Yamagami Takuji, Iida Shigeharu, Kato Takeharu, Tanaka Osamu, Hirota Tatsuya, Nakamura Toshiyuki, Nishimura Tsunehiko
Department of Radiology, Kyoto Prefectural University of Medicine, 465 Kajii-chyo, Kawaramachi-Hirokoji, Kamigyo, Kyoto, 602-0841, Japan.
AJR Am J Roentgenol. 2002 Dec;179(6):1611-7. doi: 10.2214/ajr.179.6.1791611.
The purpose of our study was to evaluate the usefulness of adding n-butyl cyanoacrylate to microcoils to fix the catheter tip in percutaneous implantation of a port-catheter system for hepatic arterial-infusion chemotherapy.
Ninety-three patients (64 men and 29 women; age range, 38-83 years; mean age, 62.2 years) with unresectable advanced liver cancer underwent percutaneous implantation of a port-catheter system with the catheter tip fixed at the gastroduodenal artery with microcoils and a mixture of n-butyl cyanoacrylate and iodized oil. The rates of successful implantation and complications closely associated with this technique and management of the complications were reviewed.

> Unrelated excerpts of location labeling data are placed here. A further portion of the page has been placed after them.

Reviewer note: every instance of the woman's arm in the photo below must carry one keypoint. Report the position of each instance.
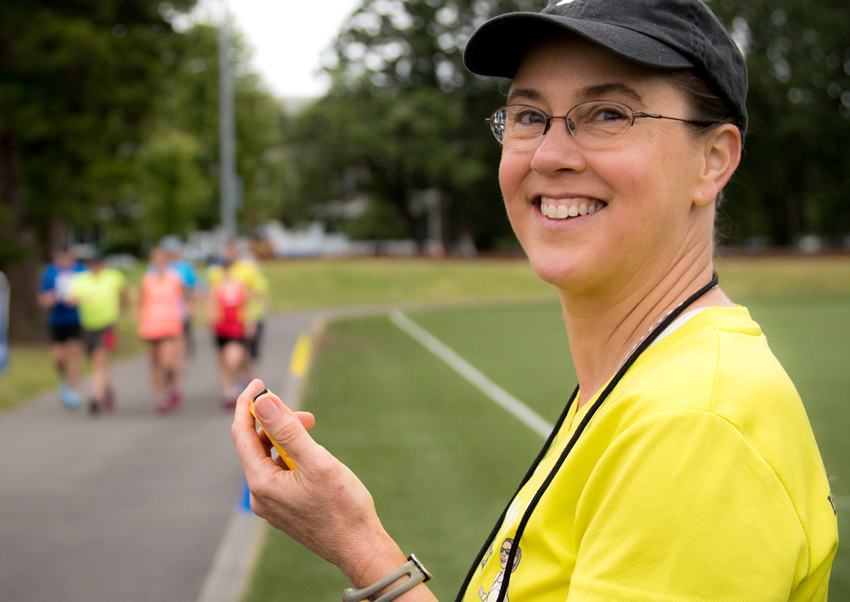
(321, 504)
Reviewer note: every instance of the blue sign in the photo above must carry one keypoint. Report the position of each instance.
(4, 322)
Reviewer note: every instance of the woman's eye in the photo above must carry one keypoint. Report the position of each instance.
(528, 117)
(607, 114)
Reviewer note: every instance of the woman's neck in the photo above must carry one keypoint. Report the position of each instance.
(604, 329)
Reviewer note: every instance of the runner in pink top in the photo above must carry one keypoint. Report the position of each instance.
(159, 315)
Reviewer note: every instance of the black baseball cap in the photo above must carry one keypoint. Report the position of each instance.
(668, 34)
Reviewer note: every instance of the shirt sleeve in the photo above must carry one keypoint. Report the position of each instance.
(681, 507)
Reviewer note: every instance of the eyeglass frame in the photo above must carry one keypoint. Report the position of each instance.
(490, 121)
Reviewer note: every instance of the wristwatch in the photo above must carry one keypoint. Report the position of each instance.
(414, 570)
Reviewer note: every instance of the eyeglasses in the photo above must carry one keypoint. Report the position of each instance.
(593, 124)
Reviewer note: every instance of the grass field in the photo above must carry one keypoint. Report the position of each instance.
(422, 438)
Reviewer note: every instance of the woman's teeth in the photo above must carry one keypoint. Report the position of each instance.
(561, 211)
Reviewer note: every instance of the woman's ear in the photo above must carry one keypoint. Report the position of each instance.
(722, 150)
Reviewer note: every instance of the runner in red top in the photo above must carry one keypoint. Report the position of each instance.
(228, 316)
(160, 319)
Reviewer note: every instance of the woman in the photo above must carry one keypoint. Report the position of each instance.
(227, 313)
(159, 316)
(684, 467)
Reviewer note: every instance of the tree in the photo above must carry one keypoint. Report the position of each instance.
(403, 116)
(795, 173)
(77, 85)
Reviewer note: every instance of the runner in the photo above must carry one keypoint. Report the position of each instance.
(99, 294)
(159, 317)
(63, 322)
(189, 277)
(245, 270)
(228, 317)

Percutaneous port-catheter placement was successfully performed in all patients. However, in eight patients, complications occurred: hepatic arterial obstruction (n = 5, 5.4%); catheter dislocation (n = 2, 2.2%); recanalization of the gastroduodenal artery (n = 1, 1.1%); or movement of n-butyl cyanoacrylate (n = 1, 1.1%). In five of the eight patients with complications, hepatic arterial-infusion chemotherapy was continued either after observation of the patient to ensure that stability had been established or after treatment using comparatively easy interventional techniques. In three (3.2%) of the 93 patients, planned hepatic arterial-infusion chemotherapy could not be performed because of complications associated with the technique.

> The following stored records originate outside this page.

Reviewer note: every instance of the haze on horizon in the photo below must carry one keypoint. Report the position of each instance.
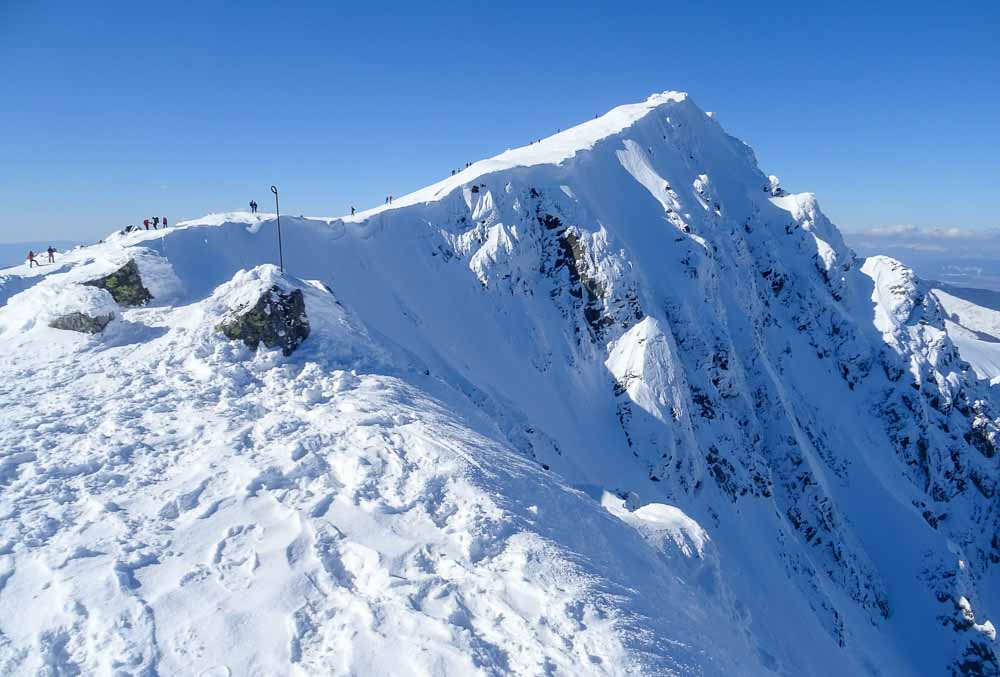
(118, 112)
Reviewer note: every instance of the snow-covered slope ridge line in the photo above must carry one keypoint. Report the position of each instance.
(612, 403)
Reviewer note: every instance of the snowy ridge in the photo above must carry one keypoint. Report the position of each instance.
(612, 403)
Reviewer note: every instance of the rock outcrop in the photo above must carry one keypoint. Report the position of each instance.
(125, 285)
(278, 320)
(81, 322)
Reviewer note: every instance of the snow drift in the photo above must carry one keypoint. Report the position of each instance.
(612, 403)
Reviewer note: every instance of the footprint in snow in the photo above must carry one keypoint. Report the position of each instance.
(235, 560)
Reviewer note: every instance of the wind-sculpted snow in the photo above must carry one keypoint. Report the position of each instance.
(613, 403)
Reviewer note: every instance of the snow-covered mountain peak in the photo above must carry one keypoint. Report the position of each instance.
(611, 403)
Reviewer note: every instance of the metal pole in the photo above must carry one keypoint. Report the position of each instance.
(281, 256)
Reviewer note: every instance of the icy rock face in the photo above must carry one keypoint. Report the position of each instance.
(125, 285)
(278, 320)
(631, 305)
(81, 322)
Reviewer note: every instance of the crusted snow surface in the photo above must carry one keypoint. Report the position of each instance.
(612, 403)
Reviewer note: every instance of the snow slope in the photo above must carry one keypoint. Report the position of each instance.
(974, 327)
(612, 403)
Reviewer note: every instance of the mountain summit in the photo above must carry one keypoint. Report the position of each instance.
(611, 403)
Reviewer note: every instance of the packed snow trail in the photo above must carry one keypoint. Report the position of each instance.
(612, 403)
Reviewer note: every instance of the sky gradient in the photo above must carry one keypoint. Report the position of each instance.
(111, 112)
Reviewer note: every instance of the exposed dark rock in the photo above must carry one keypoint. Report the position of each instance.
(124, 285)
(81, 322)
(278, 320)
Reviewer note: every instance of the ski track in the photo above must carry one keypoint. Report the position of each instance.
(347, 518)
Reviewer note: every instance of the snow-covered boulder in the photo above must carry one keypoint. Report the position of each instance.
(277, 319)
(125, 285)
(81, 322)
(73, 306)
(266, 309)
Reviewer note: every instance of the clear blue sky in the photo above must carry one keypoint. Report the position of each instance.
(114, 110)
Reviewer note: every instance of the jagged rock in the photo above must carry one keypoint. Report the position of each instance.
(81, 322)
(125, 285)
(278, 320)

Fixation of the catheter tip in the gastroduodenal artery using a combination of microcoils and a mixture of n-butyl cyanoacrylate and iodized oil is a useful and safe technique in percutaneous port-catheter placement for repeated hepatic arterial infusion chemotherapy.

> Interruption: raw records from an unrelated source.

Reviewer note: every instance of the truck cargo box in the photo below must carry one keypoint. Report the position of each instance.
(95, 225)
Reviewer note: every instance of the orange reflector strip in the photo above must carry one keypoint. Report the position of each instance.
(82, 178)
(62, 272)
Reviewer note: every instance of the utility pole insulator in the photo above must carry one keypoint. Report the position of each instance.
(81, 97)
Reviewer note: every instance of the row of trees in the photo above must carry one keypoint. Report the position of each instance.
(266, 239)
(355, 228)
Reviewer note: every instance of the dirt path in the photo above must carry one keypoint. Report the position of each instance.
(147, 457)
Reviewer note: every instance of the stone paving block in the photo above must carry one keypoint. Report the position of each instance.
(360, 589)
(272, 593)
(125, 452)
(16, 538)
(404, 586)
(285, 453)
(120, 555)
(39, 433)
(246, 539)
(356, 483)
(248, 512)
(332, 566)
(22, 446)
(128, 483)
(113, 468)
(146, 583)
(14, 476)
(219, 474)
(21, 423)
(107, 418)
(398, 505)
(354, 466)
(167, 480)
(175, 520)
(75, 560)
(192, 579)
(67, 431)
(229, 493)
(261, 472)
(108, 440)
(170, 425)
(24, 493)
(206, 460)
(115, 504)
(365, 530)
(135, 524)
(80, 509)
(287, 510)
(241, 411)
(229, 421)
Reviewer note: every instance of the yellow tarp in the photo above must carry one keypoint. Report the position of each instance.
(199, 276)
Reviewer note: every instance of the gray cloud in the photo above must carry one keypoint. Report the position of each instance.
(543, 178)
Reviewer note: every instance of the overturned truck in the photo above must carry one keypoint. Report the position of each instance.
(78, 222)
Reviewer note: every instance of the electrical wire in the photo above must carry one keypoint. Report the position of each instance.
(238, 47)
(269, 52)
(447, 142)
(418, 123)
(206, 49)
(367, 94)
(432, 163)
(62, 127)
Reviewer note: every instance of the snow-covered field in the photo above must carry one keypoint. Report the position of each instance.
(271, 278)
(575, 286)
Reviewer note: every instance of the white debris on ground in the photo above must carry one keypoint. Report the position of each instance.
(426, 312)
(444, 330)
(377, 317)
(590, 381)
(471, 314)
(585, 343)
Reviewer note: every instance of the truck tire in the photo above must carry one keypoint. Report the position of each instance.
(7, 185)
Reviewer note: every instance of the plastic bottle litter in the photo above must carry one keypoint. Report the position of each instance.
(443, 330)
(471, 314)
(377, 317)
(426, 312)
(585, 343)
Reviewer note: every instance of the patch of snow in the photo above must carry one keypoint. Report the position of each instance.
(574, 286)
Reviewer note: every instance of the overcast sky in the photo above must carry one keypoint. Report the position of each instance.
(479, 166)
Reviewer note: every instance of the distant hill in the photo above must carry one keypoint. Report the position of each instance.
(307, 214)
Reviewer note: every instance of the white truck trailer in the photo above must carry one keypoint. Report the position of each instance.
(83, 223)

本研究旨在评估在经皮植入用于肝动脉灌注化疗的植入式给药装置时,将氰基丙烯酸正丁酯添加到微线圈中以固定导管尖端的有效性。
93例无法切除的晚期肝癌患者(64例男性,29例女性;年龄范围38 - 83岁;平均年龄62.2岁)接受了经皮植入植入式给药装置,导管尖端通过微线圈以及氰基丙烯酸正丁酯与碘化油的混合物固定于胃十二指肠动脉。回顾了成功植入率、与该技术密切相关的并发症以及并发症的处理情况。
所有患者均成功完成经皮植入植入式给药装置。然而,8例患者出现了并发症:肝动脉阻塞(5例,5.4%);导管移位(2例,2.2%);胃十二指肠动脉再通(1例,1.1%);或氰基丙烯酸正丁酯移位(1例,1.1%)。在8例有并发症的患者中,5例在观察患者确保病情稳定后或采用相对简单的介入技术治疗后继续进行肝动脉灌注化疗。93例患者中有3例(3.2%)因与该技术相关的并发症而无法进行计划中的肝动脉灌注化疗。
在经皮植入用于重复肝动脉灌注化疗的植入式给药装置时,使用微线圈以及氰基丙烯酸正丁酯与碘化油的混合物将导管尖端固定于胃十二指肠动脉是一种有用且安全的技术。